Despite the growing importance of technology to even make or break companies – or to at least open new opportunities – many CEOs are still unaware of the added value better co-operation with the IT department could offer.

This is according to Karen Geldenhuys, MD of Abacus Recruitment., who says: "CIOs are often ignored and simply told: 'sorry, there is no budget', and, if they happen to be lucky enough to sit on the board, their input is often viewed as of less consequence then other financially-focused decisions.
"Most companies are being led from a business or financial perspective, taking little regard of the value technology can bring by improving efficiencies and allowing new markets to be leveraged.
"Yes, cash is king – and budgets are important – but the fact is that there could be more cash and more profits if technology was better harnessed. And if CIOs and the IT departments were given more say," she says.
"Which company today could run without computers? Can you imagine staff running around with pieces of paper trying to conduct business? Why is it that almost every employee needs a computer on his desk – and needs to be linked to the company's network? It is because computers – including computer software – are the lifeblood of any company? In simple terms, they allow companies to make money."
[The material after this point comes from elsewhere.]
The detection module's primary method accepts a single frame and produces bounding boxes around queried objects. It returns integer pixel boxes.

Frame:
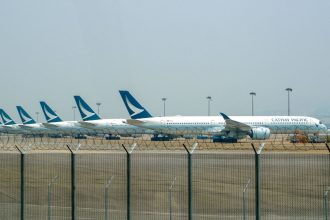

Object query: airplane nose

But a 2008 survey on IT Business Balance conducted by Deloitte paints a dismal picture. While computer systems can manage business risks such as safety, fraud and privacy – as well as opening new business doors –  25% of respondents said that the main focus of strategic discussions between top management and IT is purely financial.
"Fewer than 25% believe that IT projects will significantly contribute to business growth in the next three years (i.e projects related to product innovation, take-overs, mergers and a thorough go-to-market strategy."
Forty percent of business respondents come across as being pessimistic about the success ratio of IT projects and state that one in three projects is not finished within the budget or deadline.
Interestingly, 30% of respondents state that they were never involved in IT-related incidents. The report says: "One can wonder whether this reflects the reality and whether it is not rather linked to a lack of transparency around incidents."
Geldenhuys comments: "The report certainly shows that the financial and IT departments just do not co-exist properly – as they should. This can seriously retard business growth – and business opportunities. It can also result in internal disasters, where vital financial information is literally 'handed' to competitors due to inadequate computer security, and where fraud can rampage a company without being detected. Or simply be detected too late."